61 What Is Best For South Africa
From Reconciliation Part 7 of Grey Steel by H.C. Armstrong

WHEN Smuts received the message he had to make the most difficult decision of his life. He was convinced that he could break the Government, go to the country, and come back with a big majority to be Prime Minister for at least five years. It meant for him the end of this stagnation of his life, of useless opposition. It meant power and the work that was his lifeblood. He was young no more. He had curbed much of his impatience, but he could not afford to be patient now. He had only a few years ahead left to him.

For a minute he drew back and offered to resign and clear the way for others. He was wanted and respected in England. There was big work that he could do there. But his supporters, Patrick Duncan and the others, would not have it. It would be deserting, leaving South Africa in the lurch, and leaving them in the lurch. They had stood by him when times had been bad. He must in loyalty continue to lead them, especially now that there was success ahead. He had only two courses : to fight for power and to be Prime Minister, or to combine with Hertzog.

To make up his mind, he needed to be alone. He walked away out on to the mountains, to think as he walked, and came back to spend a night as well, making up his mind.

To combine with Hertzog was to combine with the man who had attacked him for years. He must forget all the insults. He did not find that difficult, but he would have to tread down his pride, for Hertzog was to remain as Prime Minister and he was to be only his deputy. He would have little power and yet much responsibility and have to bear the blame for all the errors.

He would have to be for ever compromising on his principles and consenting to much with which he did not agree, and this was contrary to his whole character. He would not be able to act without constant consultation with Hertzog, and he could not help looking down on Hertzog as slow-witted, dull, and without vision. He must conceal his feelings and continually curb his impatience. In all this there was little that appealed to him, but that was what coalition with Hertzog would mean for him personally. His whole instinct, his whole being, craved to fight, to win power, and to rule.
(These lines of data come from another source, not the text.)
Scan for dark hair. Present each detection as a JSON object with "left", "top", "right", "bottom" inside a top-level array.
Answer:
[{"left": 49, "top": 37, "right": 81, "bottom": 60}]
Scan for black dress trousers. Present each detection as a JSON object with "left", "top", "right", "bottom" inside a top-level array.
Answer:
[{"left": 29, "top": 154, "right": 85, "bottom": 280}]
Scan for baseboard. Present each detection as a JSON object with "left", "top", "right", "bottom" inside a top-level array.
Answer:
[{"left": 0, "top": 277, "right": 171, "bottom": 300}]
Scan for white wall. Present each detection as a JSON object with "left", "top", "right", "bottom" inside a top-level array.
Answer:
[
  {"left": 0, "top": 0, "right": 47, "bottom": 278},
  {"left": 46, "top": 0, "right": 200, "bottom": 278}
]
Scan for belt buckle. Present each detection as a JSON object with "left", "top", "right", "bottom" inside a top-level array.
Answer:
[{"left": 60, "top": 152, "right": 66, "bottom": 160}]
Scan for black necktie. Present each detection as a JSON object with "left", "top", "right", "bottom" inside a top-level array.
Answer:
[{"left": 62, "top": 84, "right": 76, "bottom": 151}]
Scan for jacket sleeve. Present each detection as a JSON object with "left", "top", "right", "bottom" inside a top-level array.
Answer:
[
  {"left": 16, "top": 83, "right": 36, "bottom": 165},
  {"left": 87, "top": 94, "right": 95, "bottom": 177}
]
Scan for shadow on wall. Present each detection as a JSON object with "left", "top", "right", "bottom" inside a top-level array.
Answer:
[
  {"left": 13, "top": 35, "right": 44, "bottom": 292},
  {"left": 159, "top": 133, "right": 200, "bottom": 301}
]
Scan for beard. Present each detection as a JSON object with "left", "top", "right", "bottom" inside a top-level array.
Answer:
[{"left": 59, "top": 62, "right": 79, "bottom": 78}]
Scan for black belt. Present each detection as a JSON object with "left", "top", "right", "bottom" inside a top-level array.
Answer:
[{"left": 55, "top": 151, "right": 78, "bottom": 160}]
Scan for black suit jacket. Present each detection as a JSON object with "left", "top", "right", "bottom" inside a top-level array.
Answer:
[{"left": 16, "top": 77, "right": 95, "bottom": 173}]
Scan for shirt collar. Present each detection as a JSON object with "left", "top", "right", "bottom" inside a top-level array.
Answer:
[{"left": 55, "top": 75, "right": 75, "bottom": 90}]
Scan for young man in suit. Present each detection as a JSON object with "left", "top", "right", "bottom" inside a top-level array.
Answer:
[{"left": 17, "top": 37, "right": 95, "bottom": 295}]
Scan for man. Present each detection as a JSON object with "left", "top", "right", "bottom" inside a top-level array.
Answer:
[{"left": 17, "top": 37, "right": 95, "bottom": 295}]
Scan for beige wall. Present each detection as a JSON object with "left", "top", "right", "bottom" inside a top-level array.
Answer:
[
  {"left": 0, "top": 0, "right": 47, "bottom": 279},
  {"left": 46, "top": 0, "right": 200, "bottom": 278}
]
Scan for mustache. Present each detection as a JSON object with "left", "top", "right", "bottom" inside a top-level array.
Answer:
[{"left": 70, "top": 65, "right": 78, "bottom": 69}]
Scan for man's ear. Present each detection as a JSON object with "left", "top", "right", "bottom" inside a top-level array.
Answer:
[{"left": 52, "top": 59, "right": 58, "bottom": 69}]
And if he fought? What then? He looked round. He saw all round him the beginnings of a new nation, stirring with awkward movements as a child but newly born. Out of the discords and the travail of the past, out of the errors and the tragedies, the insistence of Kruger, the ambition of Rhodes, the clear-eyed hauteur of Milner, the tragedy of Jameson's Raid, the horrors and the hatred of the war between the Dutch and the English, the English soldiers and the Dutch burghers lying dead side by side on the battlefields, the despair and the strivings of the years from defeat to self-government to Union; out of the Rebellion, the World War, and the strife with Labour, he saw that a nation had been born, a nation of Dutchmen and Englishmen who were realising vaguely that this South Africa was theirs, and that though they might often disagree, yet they were brothers, that they were the South African Nation.

If he fought now, he would renew and perpetuate the rivalry between the Dutch and the English, and perhaps stifle this young nation at its birth.

Rhodes, Hofmeyr, Jameson, Merriman, Kruger, Milner, Kitchener, de Villiers, Steyn, Campbell-Bannerman, de Wet, de la Rey, and many more. They had all taken a part and they were all gone. Only Hertzog and he remained.

He looked down the years behind him and saw failure and achievement, elation and despair, like sunshine and shadow in a wood, mixed together in a broken pattern, and through that broken pattern came forming something: came forming the figure of an ideal, of his Ideal. Out of smaller units was being formed a finer Unity: out of men and races and provinces, a Nation.

And Botha? What would have he decided? Botha had loved South Africa. He loved South Africa as intensely, as desperately, as passionately, as Botha had loved her.

"What is best for South Africa?" Botha would have asked. The answer to that question should be his decision. If he combined with Hertzog, South Africa would have peace. She would suffer from the normal pains of growing and from the many ailments of a child, but she would have the chance to grow up lusty and strong into a nation.

He made his decision. He renounced his pride his arrogant, contempt for the little men with whom he must work, his personal interests, his desire and his whole instinct to fight and win power and to rule; and he held out the hand of friendship to Hertzog, who grasped it.

At a general election in the spring of 1933 they swept the country. No opposition worth the name remained. There were no Dutch and no English parties. They were united. South Africa might develop in peace.

And by that Act of Renunciation, Jan Christiaan Smuts broke faith with his interests and his instincts and kept faith with his Ideal.